A Mouans-Sartoux (Alpes-Maritimes), le 100% bio concerne aussi toutes les écoles de la ville depuis 2012. « On produit nous-mêmes nos légumes sur notre ferme municipale, 85% de ceux qu'on sert aux élèves en proviennent, le reste c'est du local », a dit à l'AFP l'adjoint au maire, Gilles Perole. Mais ces deux exemples ne reflètent pas la réalité de nombreuses autres collectivités, qui ne se conforment pas à la loi Egalim de 2018. Celle-ci fixe l'objectif de « 50% de produits de qualité et durables, dont au moins 20% issus de produits biologiques » à l'horizon 2022 dans les repas servis en restauration collective.

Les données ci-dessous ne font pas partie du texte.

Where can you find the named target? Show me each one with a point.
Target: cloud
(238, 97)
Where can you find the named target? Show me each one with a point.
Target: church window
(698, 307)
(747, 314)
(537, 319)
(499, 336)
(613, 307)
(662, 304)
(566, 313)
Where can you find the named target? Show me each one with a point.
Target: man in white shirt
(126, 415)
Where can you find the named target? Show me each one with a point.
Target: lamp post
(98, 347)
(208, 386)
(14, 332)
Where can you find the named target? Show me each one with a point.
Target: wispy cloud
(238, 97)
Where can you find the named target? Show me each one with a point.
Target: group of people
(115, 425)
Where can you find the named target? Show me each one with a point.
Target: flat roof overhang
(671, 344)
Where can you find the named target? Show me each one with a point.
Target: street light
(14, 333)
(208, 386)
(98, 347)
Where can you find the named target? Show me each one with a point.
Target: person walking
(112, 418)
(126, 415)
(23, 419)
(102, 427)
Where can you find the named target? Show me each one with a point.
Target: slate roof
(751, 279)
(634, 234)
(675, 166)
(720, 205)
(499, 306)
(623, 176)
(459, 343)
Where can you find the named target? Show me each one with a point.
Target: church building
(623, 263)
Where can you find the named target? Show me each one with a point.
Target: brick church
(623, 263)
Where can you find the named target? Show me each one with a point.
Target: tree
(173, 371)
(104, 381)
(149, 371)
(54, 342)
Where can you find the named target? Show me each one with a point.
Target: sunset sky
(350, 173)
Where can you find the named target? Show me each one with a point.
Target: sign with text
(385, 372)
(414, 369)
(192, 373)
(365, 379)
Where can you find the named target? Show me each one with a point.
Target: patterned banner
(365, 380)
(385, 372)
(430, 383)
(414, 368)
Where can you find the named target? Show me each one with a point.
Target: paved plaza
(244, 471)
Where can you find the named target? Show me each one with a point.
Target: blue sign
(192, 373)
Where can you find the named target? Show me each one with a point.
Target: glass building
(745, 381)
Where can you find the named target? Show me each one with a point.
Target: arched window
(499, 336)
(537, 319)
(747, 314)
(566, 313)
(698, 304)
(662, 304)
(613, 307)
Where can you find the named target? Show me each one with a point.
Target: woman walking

Difficile d'avoir un état des lieux précis du respect de la législation. Sur la plateforme Ma cantine, qui recense la part du bio dans les achats des collectivités, sur la base du volontariat, seules 41% des cantines avaient rendu publics leurs résultats au premier trimestre. Au vu des réponses, en 2024, l'Agence bio estimait à 13% les achats en bio par les cantines ayant publié sur la plateforme.
« Choix politique »
L'association des Régions de France évalue à 11,5% la part de bio dans les lycées. « La complexité » de la mise en oeuvre de la loi « n'a pas facilité sa montée en puissance » dans les établissements scolaires, a estimé avant la rentrée François Bonneau, le vice-président de l'association. « Les difficultés d'approvisionnement en produits de qualité et durables (...) s'accroissent ces dernières années », affirmait aussi un rapport de l'Association des maires de France publié en juin 2024.

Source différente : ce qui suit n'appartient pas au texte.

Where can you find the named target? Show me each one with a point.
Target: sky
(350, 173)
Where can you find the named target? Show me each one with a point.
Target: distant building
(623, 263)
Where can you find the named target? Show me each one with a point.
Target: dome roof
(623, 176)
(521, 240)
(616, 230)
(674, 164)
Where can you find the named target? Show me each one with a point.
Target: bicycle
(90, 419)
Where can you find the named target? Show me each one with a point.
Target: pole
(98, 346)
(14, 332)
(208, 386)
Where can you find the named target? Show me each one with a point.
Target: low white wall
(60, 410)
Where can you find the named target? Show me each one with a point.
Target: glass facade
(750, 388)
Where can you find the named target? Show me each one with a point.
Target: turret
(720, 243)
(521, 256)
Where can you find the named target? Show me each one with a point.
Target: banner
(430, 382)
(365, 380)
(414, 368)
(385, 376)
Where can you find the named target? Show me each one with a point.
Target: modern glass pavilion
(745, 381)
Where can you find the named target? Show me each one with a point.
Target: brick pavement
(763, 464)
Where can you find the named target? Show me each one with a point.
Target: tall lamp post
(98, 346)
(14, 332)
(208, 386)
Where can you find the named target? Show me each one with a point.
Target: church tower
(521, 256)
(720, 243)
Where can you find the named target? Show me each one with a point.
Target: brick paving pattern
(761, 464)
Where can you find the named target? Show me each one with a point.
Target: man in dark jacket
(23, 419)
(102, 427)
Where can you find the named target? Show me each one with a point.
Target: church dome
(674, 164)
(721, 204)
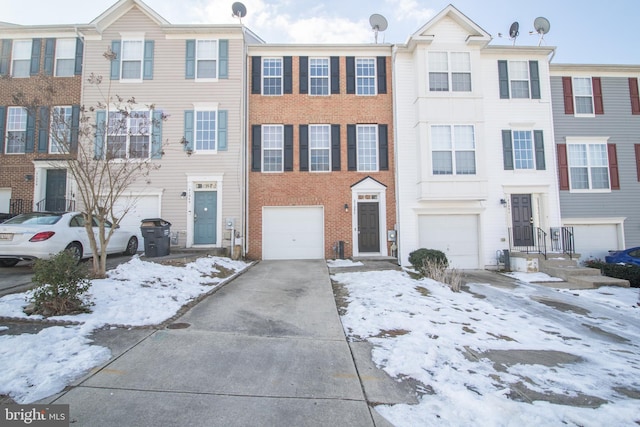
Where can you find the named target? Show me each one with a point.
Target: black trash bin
(157, 237)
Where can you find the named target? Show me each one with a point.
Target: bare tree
(106, 148)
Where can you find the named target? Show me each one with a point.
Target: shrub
(62, 282)
(433, 263)
(619, 271)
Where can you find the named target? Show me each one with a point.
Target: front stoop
(574, 276)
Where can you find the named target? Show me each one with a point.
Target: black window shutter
(256, 74)
(382, 74)
(43, 130)
(352, 150)
(335, 75)
(36, 48)
(507, 150)
(304, 74)
(538, 141)
(288, 148)
(383, 147)
(287, 75)
(534, 75)
(304, 148)
(503, 77)
(335, 147)
(351, 75)
(256, 150)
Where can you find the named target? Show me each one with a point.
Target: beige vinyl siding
(170, 92)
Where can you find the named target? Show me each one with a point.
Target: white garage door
(293, 232)
(593, 241)
(142, 207)
(455, 235)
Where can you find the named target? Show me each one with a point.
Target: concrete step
(569, 271)
(591, 282)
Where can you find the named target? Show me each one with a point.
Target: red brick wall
(32, 91)
(329, 189)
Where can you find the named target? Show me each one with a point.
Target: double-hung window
(16, 130)
(519, 79)
(449, 72)
(21, 58)
(453, 150)
(129, 137)
(367, 148)
(65, 57)
(132, 57)
(588, 166)
(365, 76)
(206, 130)
(272, 76)
(320, 148)
(523, 150)
(60, 130)
(583, 95)
(318, 76)
(206, 59)
(272, 148)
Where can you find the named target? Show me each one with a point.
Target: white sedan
(44, 234)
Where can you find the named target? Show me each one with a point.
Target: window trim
(374, 77)
(27, 59)
(72, 57)
(376, 146)
(263, 76)
(327, 77)
(67, 130)
(8, 129)
(128, 136)
(453, 150)
(450, 72)
(326, 149)
(263, 149)
(588, 141)
(217, 61)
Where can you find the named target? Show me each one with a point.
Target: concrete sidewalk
(266, 349)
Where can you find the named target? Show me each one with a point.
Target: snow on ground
(421, 329)
(136, 293)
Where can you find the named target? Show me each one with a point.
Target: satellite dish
(378, 23)
(239, 10)
(542, 27)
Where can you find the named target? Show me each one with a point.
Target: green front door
(56, 188)
(205, 217)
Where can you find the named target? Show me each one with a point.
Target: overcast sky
(587, 32)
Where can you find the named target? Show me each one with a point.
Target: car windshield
(34, 219)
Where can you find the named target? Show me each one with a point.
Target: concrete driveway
(266, 349)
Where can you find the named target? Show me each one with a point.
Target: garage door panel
(455, 235)
(293, 233)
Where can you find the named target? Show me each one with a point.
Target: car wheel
(8, 262)
(75, 249)
(132, 246)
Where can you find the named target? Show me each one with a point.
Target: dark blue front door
(205, 217)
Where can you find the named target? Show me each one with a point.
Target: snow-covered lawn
(136, 293)
(423, 330)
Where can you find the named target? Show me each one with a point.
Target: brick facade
(17, 170)
(332, 190)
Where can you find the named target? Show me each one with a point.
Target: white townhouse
(475, 159)
(195, 75)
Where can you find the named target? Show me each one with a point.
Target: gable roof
(120, 8)
(477, 35)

Le collectif des Pieds dans le plat, qui a accompagné plusieurs établissements scolaires et collectivités, attribue plutôt leurs difficultés à se conformer à la loi à une méconnaissance du marché. « Il faut que les collectivités et les cuisiniers aillent faire un sourcing précis des richesses agricoles de leurs territoires, on est plus riche qu'on ne croit en France », considère Marine Jobert, la coordinatrice du collectif.

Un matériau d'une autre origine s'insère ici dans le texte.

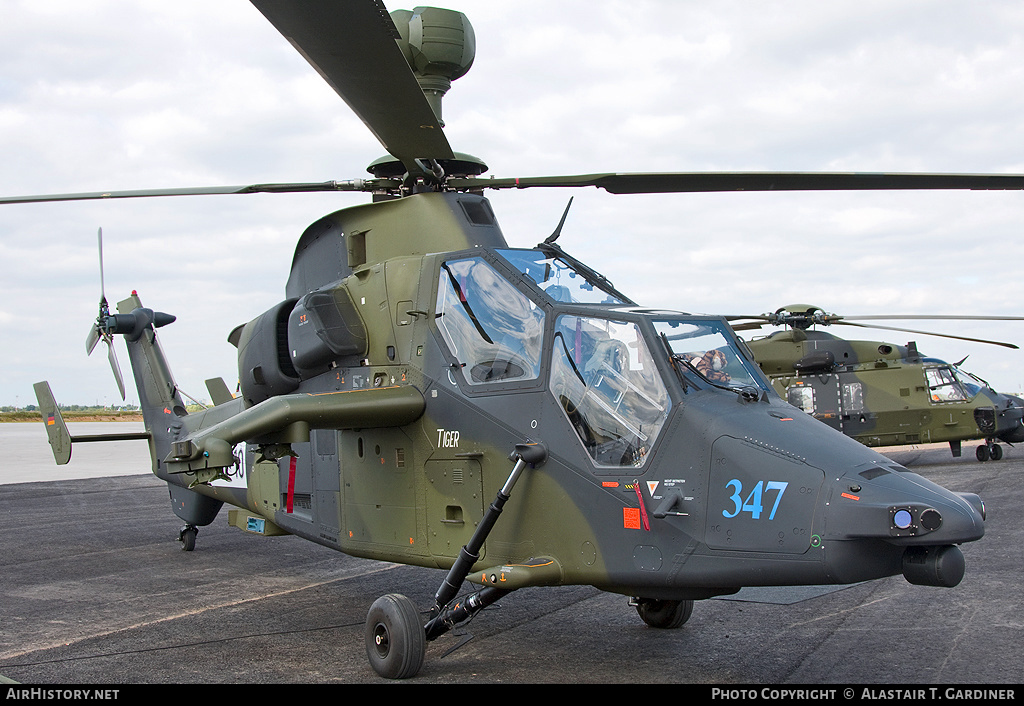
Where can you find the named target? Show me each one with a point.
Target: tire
(395, 640)
(187, 538)
(667, 615)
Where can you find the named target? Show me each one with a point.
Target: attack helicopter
(879, 392)
(418, 366)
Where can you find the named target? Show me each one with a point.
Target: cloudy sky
(120, 94)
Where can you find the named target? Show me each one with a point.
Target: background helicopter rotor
(802, 317)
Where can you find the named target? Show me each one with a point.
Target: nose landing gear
(990, 450)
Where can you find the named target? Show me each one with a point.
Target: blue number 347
(754, 502)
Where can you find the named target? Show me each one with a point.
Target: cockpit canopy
(612, 369)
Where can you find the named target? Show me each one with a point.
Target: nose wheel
(187, 537)
(989, 451)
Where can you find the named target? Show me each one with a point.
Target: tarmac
(96, 590)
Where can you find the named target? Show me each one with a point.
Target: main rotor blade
(928, 333)
(351, 44)
(926, 317)
(671, 182)
(349, 185)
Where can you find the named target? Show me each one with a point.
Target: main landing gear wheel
(187, 537)
(396, 642)
(665, 614)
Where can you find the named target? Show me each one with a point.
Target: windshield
(949, 383)
(604, 378)
(563, 279)
(708, 348)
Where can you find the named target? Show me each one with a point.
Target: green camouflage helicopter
(879, 392)
(418, 366)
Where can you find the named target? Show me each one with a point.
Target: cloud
(115, 94)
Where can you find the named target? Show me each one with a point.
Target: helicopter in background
(878, 392)
(418, 365)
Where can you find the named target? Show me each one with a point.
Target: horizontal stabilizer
(56, 430)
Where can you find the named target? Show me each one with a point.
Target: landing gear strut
(395, 638)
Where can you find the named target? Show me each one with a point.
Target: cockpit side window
(943, 385)
(604, 379)
(492, 328)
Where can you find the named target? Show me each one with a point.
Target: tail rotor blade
(112, 357)
(92, 339)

« On a beaucoup de producteurs en bio et (...) les filières sont plutôt en demande de clients fidèles », renchérit Lyderic Motte, l'un des responsables du Réseau Manger Bio, qui fait le lien entre les collectivités et les agriculteurs. A Paris, la mairie a fait « le choix politique » d'imposer le bio dans ses cantines, a affirmé à l'AFP Audrey Pulvar, l'adjointe à la maire chargée de l'alimentation durable, de l'agriculture et des circuits courts. « Nos critères sont plus exigeants que ceux d'Egalim ».
Les caisses des écoles qui assurent le service de restauration scolaire ont acheté en 2024 62,3% de produits durables, 46,4% de bio et 19% de local, selon la mairie. Si le prix reste la plus grosse contrainte pour les petites collectivités qui n'ont pas les moyens des métropoles, imposer le bio est avant tout « une question de volonté », assure Jean Verdier, le président de l'Agence Bio.